Autumn Equinox

I happened to be in Salt Lake City during the equinox, where I learned that Utah has outlawed a lot of things. One random example: Happy Hour. Probably Utah also prohibits human sacrifices during equinox celebrations – I didn’t even bother to ask.

So aside from weird rules what else is there in Salt Lake City? Mountains. As my many readers know, I love to photograph interesting celestial events. So I went for a hike to get this equinox sunset:

Salt Lake City autumn equinox, 7500′ ASL

These foothills can be deceptive. I parked at one between the Big and Little Cottonwood Canyons and began to climb straight towards a peak. The first few hundred feet was fine gravel, so I had to kind of scamper from weed to weed to avoid sinking and sliding back. Then I reached sturdier ground which supports thickets of shrub-like oak trees. Those obstruct the view of what’s above, so I couldn’t be certain whether I had a good path ahead. I did eventually run into a trail bearing human footprints (though I saw no one else the entire hike). The trail wound back and forth between rocks and trees, and it was still very strenuous: When I got back I checked a topographic map and found that the straight-line route I followed from 5500 to 7500 feet averaged a 45 degree slope!

Perseid Meteors

Perseid Meteors, composite image by David Bookstaber
Perseid meteors. That’s Jupiter near the middle of the frame.
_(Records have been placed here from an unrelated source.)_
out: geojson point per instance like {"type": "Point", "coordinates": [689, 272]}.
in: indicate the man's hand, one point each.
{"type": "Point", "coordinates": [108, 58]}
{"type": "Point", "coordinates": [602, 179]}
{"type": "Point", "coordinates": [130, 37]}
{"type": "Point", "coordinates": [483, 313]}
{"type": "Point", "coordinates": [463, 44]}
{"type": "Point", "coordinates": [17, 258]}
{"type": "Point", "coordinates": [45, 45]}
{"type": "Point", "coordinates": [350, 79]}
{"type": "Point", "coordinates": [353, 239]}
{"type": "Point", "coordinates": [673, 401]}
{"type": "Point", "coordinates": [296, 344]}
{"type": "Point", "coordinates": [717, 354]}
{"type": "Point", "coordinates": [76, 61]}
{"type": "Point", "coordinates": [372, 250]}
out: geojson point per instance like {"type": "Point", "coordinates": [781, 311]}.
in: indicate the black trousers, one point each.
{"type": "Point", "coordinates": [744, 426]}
I set up my old Sony A77II with an intervalometer for an hour and managed to capture these Perseid meteors. I was using my widest lens, 16mm, shooting ISO 1600 with 10 second exposures. It took some real work to post-process and compose this image: I had to find the frames with meteors and stack and align them in Photoshop. The result is nothing great for several reasons, including that (a) meteor shower photos should use a wider lens, and (b) should include a horizon or some ground feature for perspective.

It’s easier to get better results using a smartphone, not only because a typical smartphone has a very wide lens, but also because software can take care of identifying frames that contain meteors and aligning them. After the fact I checked the app store and found at least one cheap app that does this with a built-in “Meteor Mode.”

Shooting the Moon

Waxing crescent moon shot with Nikon D3100, 500mm f/8 manual focus, 1/15 second at ISO 800

Last year I got a reasonably sharp photo of a full moon with a Nikon D7200 using the $500 Nikkor 18-300mm zoom lens at f/6.3, 1/160 second, ISO 160. This month I pulled out an old Nikon D3100 and a $100 catadioptric 500mm f/8 lens for a bigger challenge: The cheaper lens really falls short in terms of sharpness. Here is the best I could do with each lens (the more recent shot on the right is colored by atmospheric smoke from western wildfires):

But right now there are some interesting astronomical phenomena: Mars is near its closest approach to earth and is visible to the naked eye. Here the moon passes about one degree below the red plant (top left):

Mars, top left

I turned the camera on Jupiter, which is presently close to Saturn and very prominent in the night sky. With the same lens, shooting 1/2 second at ISO 800, I get the following photo showing all four Galilean moons:

Jupiter and moons Ganymede, Io, Europa (all left of the planet) and Callisto (far right)

I saw a Starlink satellite train!

Last night after sundown I happened to be outside looking up at the waxing gibbous moon when I saw a satellite zipping near it in low earth orbit. And not far behind it another. And another – all spaced roughly 15 seconds (travel time, north to south) apart on the same orbit. They kept coming in what appeared to be an unbroken chain, and I could clearly see six to seven of them at a time. That’s an astonishingly dense satellite network, so it made me wonder if it was part of the astonishingly large LEO satellite network being built by Starlink.

Today I tried to confirm what satellites I could have been seeing, and it looks like there was indeed a Starlink train passing overhead at that time. The reason they were so close together is that Starlink satellites are launched 60 at a time in “trains” that gradually spread to the network’s operational altitude and separation. I must have spotted this one near the beginning of its transit of my location.